VC’s recent discussion of ideological tolerance on campus naturally leads us to the question of how far such tolerance should extend. This is the key issue raised by the case of former Taliban spokesman Sayed Rahmatullah Hashemi , the nondegree Yale student who is now being considered for admission to the undergraduate program.
My own view is that an applicant’s political ideology, no matter how odious, should be ignored in academic admissions decisions. In the case of public institutions, such nondiscrimination is required by the First Amendment. For private institutions like Yale, I would argue that it is the right policy, though not legally mandatory. Although schools may have to admit the occasional Nazi, Communist, or radical Islamist, that is better than letting university bureaucrats exclude any applicants whose views they find objectionable.
Hashemi’s admission, however, cannot be justified even by my expansive theory of ideological nondiscrimination.

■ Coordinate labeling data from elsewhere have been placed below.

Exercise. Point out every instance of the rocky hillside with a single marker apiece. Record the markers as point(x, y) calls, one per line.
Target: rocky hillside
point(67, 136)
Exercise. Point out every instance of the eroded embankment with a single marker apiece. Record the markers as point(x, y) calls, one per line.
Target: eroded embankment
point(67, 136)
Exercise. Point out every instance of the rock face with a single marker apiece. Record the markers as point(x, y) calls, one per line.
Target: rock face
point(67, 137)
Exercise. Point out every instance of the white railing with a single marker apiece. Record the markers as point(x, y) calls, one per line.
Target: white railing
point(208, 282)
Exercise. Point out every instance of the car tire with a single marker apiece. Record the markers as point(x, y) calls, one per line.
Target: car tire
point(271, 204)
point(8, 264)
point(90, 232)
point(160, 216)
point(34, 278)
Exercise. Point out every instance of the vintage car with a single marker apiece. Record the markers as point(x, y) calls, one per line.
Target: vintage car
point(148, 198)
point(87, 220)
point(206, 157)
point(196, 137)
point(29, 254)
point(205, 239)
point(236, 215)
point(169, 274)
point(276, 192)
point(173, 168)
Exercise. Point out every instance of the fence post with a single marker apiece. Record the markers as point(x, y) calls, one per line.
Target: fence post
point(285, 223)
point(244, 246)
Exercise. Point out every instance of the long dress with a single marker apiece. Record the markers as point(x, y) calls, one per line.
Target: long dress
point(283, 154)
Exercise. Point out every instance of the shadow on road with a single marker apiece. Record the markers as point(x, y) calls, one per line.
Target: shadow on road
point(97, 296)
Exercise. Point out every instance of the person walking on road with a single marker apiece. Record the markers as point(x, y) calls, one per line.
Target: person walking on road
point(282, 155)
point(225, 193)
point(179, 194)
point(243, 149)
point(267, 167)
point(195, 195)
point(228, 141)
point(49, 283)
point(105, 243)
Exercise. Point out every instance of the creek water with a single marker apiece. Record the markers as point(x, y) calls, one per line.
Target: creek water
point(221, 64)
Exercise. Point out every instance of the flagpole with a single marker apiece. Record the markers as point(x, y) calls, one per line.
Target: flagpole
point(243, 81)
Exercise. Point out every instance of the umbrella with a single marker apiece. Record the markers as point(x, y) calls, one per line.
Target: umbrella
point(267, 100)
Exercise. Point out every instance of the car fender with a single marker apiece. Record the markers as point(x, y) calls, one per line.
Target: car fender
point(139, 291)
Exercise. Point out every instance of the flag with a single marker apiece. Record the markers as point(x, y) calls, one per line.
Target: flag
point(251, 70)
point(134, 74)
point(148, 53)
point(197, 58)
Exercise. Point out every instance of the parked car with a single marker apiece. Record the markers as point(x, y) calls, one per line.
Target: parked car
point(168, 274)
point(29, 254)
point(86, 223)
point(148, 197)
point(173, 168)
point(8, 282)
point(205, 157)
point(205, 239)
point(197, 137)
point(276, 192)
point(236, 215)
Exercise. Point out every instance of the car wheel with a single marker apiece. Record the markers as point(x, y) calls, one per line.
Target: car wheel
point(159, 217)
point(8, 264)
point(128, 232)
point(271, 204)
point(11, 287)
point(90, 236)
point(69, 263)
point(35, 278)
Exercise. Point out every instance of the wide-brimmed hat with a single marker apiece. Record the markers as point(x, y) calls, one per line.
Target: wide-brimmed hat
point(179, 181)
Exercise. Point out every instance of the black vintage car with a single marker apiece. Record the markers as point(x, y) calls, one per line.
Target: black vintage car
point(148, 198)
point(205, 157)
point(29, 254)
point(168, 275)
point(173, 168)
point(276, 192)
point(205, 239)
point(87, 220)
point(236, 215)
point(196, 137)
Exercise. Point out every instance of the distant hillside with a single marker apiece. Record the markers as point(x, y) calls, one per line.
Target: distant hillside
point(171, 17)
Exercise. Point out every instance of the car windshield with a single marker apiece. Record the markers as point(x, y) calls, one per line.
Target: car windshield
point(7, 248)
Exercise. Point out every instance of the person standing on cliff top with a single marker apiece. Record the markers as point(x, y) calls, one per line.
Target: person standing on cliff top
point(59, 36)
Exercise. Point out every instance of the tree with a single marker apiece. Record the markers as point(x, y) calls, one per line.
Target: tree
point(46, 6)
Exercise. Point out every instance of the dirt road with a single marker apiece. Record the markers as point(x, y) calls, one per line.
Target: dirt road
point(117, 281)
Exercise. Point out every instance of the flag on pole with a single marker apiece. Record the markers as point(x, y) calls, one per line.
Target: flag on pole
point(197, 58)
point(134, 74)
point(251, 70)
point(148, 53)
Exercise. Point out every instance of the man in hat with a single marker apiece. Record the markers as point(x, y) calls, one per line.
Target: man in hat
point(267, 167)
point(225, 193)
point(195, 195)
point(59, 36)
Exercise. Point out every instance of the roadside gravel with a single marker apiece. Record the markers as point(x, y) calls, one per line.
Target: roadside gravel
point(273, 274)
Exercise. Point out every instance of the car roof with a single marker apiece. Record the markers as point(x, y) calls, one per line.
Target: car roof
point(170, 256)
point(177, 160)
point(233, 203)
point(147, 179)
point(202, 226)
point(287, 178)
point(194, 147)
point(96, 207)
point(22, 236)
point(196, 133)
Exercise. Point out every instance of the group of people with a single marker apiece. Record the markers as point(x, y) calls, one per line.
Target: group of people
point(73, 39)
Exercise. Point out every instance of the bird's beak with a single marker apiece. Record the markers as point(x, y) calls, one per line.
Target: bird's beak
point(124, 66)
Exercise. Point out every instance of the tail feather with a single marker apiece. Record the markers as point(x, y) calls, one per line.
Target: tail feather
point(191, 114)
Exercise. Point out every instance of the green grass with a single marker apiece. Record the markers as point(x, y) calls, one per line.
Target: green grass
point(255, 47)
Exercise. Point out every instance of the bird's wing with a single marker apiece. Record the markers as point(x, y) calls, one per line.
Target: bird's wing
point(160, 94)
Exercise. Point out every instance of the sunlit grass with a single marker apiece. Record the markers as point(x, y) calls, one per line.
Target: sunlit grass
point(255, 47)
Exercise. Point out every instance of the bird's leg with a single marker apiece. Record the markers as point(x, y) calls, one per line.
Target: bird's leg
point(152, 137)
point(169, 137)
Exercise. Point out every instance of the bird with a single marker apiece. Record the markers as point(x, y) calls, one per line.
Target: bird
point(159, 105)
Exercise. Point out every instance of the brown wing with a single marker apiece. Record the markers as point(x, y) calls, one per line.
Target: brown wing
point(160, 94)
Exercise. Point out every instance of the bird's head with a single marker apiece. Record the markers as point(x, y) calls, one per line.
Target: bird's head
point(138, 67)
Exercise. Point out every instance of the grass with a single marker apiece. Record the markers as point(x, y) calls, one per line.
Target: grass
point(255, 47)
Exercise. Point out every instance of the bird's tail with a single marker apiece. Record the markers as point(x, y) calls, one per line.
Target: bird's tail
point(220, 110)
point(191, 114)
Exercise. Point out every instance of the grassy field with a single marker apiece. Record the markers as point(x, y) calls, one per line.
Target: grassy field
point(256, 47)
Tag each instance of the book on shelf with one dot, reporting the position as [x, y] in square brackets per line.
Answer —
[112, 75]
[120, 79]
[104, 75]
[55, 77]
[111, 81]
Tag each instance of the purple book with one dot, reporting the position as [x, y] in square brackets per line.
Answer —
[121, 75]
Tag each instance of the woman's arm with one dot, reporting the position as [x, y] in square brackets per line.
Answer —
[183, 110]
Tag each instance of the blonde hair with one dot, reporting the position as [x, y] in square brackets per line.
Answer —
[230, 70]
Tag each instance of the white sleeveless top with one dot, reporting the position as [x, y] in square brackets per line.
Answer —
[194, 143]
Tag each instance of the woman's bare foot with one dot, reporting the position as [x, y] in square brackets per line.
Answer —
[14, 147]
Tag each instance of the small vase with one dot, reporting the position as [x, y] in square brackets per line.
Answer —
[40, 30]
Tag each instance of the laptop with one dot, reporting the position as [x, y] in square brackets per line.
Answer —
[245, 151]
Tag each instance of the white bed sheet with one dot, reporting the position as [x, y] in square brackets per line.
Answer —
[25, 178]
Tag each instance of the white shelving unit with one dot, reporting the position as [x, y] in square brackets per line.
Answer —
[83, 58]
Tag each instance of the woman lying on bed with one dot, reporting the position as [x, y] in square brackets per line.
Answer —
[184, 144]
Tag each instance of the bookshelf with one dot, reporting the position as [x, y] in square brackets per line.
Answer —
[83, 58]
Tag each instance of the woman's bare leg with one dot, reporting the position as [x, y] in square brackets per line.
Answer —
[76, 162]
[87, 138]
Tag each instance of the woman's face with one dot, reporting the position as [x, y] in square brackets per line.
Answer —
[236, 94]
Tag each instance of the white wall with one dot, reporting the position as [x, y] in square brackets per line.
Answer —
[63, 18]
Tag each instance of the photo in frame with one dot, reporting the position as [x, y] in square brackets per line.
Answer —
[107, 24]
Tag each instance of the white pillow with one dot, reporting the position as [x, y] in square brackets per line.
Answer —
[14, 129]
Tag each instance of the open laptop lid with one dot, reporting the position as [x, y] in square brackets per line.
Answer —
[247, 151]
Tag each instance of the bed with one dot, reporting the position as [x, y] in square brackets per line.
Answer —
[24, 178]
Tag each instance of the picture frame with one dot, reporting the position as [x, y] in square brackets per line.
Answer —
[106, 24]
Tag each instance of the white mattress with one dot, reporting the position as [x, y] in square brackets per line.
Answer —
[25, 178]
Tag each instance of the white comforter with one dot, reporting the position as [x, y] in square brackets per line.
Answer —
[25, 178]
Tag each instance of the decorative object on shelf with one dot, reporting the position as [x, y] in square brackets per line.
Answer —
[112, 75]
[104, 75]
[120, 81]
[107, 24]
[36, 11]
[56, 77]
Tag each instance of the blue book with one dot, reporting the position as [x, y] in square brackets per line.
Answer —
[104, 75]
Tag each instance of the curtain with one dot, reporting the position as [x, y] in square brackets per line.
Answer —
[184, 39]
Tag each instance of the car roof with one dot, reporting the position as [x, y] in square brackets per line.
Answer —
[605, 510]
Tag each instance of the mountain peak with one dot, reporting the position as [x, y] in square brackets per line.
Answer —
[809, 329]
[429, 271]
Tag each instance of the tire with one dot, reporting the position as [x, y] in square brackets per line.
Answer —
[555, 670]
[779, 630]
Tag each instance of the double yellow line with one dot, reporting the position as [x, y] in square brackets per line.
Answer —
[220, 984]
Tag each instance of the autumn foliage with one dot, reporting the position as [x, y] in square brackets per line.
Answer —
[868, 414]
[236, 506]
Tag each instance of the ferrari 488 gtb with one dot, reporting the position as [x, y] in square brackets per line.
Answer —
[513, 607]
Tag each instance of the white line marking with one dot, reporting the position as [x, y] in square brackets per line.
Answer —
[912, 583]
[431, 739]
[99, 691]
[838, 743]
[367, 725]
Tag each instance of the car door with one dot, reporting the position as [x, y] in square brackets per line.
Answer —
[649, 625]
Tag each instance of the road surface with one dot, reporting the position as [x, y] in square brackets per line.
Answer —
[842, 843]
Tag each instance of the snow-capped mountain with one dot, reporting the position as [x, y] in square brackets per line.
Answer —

This man was not just an ideological sympathizer of the Taliban. He was a paid agent. Being an actual agent of terrorists and oppressors is vastly different from merely having views similar to theirs. Yes, there is always the risk that some admissions office will decide to label the US or Israel or some other democracy a “terrorist” state and ban applicants who once worked for those governments. Practically speaking, however, I highly doubt that any major university would be willing to incur the opprobrium of doing so. Stigmatizing an entire nation (or even just its government) will be much more costly to universities than merely rejecting an individual applicant because the school objects to his views.
Finally, it should be emphasized that Yale was not simply applying ideological neutrality when they decided to accept Hashemi. They actually chose to take him because of his Taliban experience rather than in spite of it. As then-Yale Admissions Dean Richard Shaw admitted, Hashemi was accepted because of his “personal accomplishments that had significant impact” (see above link). Given that Hashemi was in his early twenties at the time and had never done anything else with “significant impact,” this is clearly a reference to his time with the Taliban. Even if Yale chooses not to ban applicants who worked for the Taliban, it should at least not count Taliban experience as a point in their favor.